関西の人と話をしていると、ついこちらの言葉のイントネーションが変わってしまいます。
まるで大きな惑星の引力によってコースが微妙に変えられてしまう流星のように、「言葉」が引っ張られてしまうのです。
きれいな文章の本を読んだあとは、自分もそんな文章を書いてみたくなります。
その作品世界に引っ張られ、またそれを引きずりたくて、真似してみたりなんかするわけです。
今回この本を紹介するにあたり、その内容にふさわしい言葉を色々考えていました。
この本の文章が、とても透明感のある爽やかなものだったからです。
で・・・結果、長い時間無駄にしてしまいました。
ぜんぜん言葉が出て来ないのです。たぶんそういう才能がないのでしょう。
仕方がないので、いつも通りに書こうと思います。うん、そうしようそうしよう。
この本の著者は文筆家ではありません。
そしてこの表紙を始め数々の挿絵を自ら描く著者は、画家でもありません。
なんてうらやましい才能なんでしょう。
内容は、著者が行った2回の中央アジアへの旅の記録です。
そこで見たもの、出会った人々、感じたことなどが、力みの無い文章で、それでいて情熱的につづられています。

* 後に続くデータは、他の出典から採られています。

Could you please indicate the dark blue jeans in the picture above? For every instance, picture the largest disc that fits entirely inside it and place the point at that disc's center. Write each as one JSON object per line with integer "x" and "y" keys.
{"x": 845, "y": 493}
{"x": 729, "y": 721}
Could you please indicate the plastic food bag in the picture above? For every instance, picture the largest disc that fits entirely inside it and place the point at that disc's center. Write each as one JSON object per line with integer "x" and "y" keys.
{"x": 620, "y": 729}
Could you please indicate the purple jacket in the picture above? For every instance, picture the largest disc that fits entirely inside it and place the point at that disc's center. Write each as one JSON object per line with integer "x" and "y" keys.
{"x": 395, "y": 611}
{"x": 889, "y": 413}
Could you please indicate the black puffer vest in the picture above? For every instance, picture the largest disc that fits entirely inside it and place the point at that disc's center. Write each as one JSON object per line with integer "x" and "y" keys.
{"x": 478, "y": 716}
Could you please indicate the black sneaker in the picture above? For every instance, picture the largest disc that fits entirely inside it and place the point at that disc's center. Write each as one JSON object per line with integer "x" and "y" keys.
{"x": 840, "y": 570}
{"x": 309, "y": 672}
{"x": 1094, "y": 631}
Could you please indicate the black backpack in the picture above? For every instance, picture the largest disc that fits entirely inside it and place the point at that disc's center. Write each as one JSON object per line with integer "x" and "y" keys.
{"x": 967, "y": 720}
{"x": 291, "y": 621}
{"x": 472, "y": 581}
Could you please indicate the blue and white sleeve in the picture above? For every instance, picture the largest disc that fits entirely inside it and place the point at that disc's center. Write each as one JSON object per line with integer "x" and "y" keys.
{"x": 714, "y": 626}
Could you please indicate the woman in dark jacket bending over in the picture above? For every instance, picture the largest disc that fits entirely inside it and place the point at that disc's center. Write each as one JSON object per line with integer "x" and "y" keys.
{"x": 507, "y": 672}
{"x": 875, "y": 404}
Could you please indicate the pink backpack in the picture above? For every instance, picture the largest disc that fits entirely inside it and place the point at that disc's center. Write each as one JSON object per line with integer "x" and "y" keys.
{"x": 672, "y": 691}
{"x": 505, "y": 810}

そして著者が旅先で出会う人々の、なんと温かいことでしょう。
それはきっと、著者の人柄が相手に伝わるからに違いありません。
笑顔の写真のこちら側には、やはり笑顔の撮影者がいるものです。
そんな雰囲気が全編に流れ、まるで中央アジアの爽やかな風に吹かれているような気分になる一冊です。
【参考】
題 名:「風をたべた日々」
著 者:渡邉義孝
出版社:日経BP社
価 格:1,800円
*発行は1996年と、ちょっと古い本です。